Inputs¶
Input Details¶
ID | Label | Type | Required | Format |
---|---|---|---|---|
input_bam | input_bam | File | Yes | BAM |
input_reference_file | input_reference_file | File | Yes | TAR.GZ |
input_file | input_file | File | Yes | VCF TXT |
input_database_file | input_database_file | File | Yes | FASTA |
input_allele_database | input_allele_database | File | Yes | fasta |
input_gtf | input_gtf_1 | File | Yes | GTF |
input_csv | input_csv_1 | File | Yes | CSV |
- input_bam
- Input BAM file to call neoepitopes
- input_reference_file
- This is the Variant Effect Predictor reference file. This can be downloaded from the following link. homo_sapiens_vep_83_GRCh37.tar.gz
- input_file
- Input VCF file to call neoepitopes
- input_database_file
- This is the IMGT hla_prot.fasta file for input to netmhcpan.
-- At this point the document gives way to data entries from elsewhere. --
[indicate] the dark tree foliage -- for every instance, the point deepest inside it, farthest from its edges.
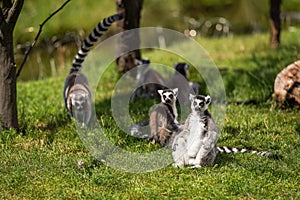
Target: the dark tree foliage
(132, 11)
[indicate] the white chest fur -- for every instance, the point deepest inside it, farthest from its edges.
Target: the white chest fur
(196, 134)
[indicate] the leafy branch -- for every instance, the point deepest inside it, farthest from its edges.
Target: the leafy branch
(38, 35)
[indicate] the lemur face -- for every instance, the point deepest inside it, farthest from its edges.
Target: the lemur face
(168, 95)
(182, 68)
(78, 100)
(199, 103)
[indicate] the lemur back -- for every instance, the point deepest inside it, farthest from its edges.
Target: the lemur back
(77, 94)
(196, 145)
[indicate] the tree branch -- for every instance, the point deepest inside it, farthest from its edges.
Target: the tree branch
(38, 35)
(14, 11)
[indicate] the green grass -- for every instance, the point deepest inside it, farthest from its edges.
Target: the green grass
(40, 162)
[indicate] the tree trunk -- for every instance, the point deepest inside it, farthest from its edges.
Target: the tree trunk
(275, 23)
(9, 14)
(132, 11)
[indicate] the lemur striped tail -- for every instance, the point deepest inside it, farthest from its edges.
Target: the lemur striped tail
(98, 31)
(228, 150)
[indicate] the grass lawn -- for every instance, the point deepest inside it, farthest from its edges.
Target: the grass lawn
(41, 162)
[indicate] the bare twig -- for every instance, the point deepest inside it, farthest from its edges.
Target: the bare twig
(38, 35)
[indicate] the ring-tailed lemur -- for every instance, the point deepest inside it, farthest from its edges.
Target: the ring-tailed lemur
(196, 144)
(77, 94)
(163, 120)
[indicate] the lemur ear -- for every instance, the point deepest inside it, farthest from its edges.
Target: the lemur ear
(85, 95)
(72, 95)
(208, 99)
(191, 97)
(160, 92)
(175, 91)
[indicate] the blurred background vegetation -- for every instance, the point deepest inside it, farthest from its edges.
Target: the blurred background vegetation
(212, 18)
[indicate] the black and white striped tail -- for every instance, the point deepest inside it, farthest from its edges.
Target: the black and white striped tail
(98, 31)
(228, 150)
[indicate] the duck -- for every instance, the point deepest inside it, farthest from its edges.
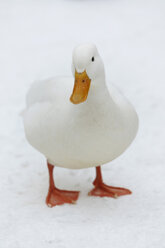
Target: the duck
(79, 122)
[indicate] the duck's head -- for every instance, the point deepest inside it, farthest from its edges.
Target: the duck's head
(87, 67)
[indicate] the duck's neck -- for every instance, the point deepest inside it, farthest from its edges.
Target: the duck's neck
(98, 92)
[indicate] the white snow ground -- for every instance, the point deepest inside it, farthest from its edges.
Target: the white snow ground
(36, 41)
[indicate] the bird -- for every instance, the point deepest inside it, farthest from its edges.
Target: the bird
(79, 122)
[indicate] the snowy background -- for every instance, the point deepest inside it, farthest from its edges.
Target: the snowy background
(36, 42)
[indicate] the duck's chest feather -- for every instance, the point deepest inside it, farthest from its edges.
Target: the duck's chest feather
(80, 136)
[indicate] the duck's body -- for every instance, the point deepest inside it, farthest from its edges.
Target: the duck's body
(94, 127)
(78, 136)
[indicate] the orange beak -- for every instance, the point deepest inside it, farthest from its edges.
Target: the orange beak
(81, 88)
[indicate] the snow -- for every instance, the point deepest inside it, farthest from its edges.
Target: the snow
(37, 38)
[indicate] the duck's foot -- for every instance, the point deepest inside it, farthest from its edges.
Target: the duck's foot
(104, 190)
(58, 197)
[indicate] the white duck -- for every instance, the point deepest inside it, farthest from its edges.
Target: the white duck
(79, 123)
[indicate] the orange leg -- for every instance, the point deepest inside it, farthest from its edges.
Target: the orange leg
(56, 196)
(102, 189)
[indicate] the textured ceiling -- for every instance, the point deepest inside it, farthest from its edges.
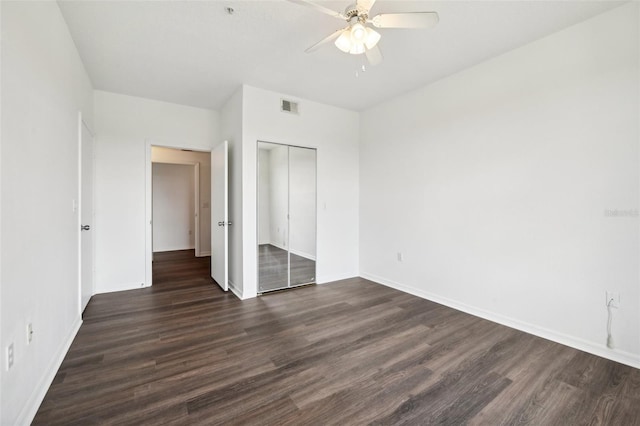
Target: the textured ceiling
(195, 53)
The input file must be formatted as below:
# The header in this file must be formated and renamed as netmhcpan-3.0.imgt.fasta
cat hla_prot.fasta | perl -ne 'chomp;if(/\>\S+\s+(\S+)/){print ">$1\n";}else{print "$_\n";}' > netmhcpan-3.0.imgt.fasta
- input_allele_database
This is the Hlaminer/IMGT database file, which can be downloaded from the following link: HLAminer Database. The index files can be obtained from the same link.
- RNA-Seq data analysis
- All files starting with HLA-I_II_CDS.* must be copied for RNA-seq analysis. The HLA-I_II_CDS.fasta comprises all IMGT/HLA HLA CDS (including class I and II).
- DNA-Seq data analysis
- All files starting with HLA-I_II_GEN.* must be copied for DNA-seq analysis. The HLA-I_II_GEN.fasta comprises all IMGT/HLA HLA genomic sequences (including class I and II).
Note
instructions to build the IMGT/HLA database are here on hlaminer github repository.
If you would like to update the coding sequences database(HLA-I_II_CDS.fasta), the instructions are provided here on the HLAminer github repository.
If you would like to update the genomics sequences database(HLA-I_II_GEN.fasta), the instructions are provided here on the HLAminer github repository.
- input_gtf
- Input Homo sapiens GTF file from Ensembl: Homo_sapiens.GRCh37.75.gtf.gz.
- input_csv
- Human Proteins (GRCh37.75) file: HumanProteins.GRCh37.75.csv.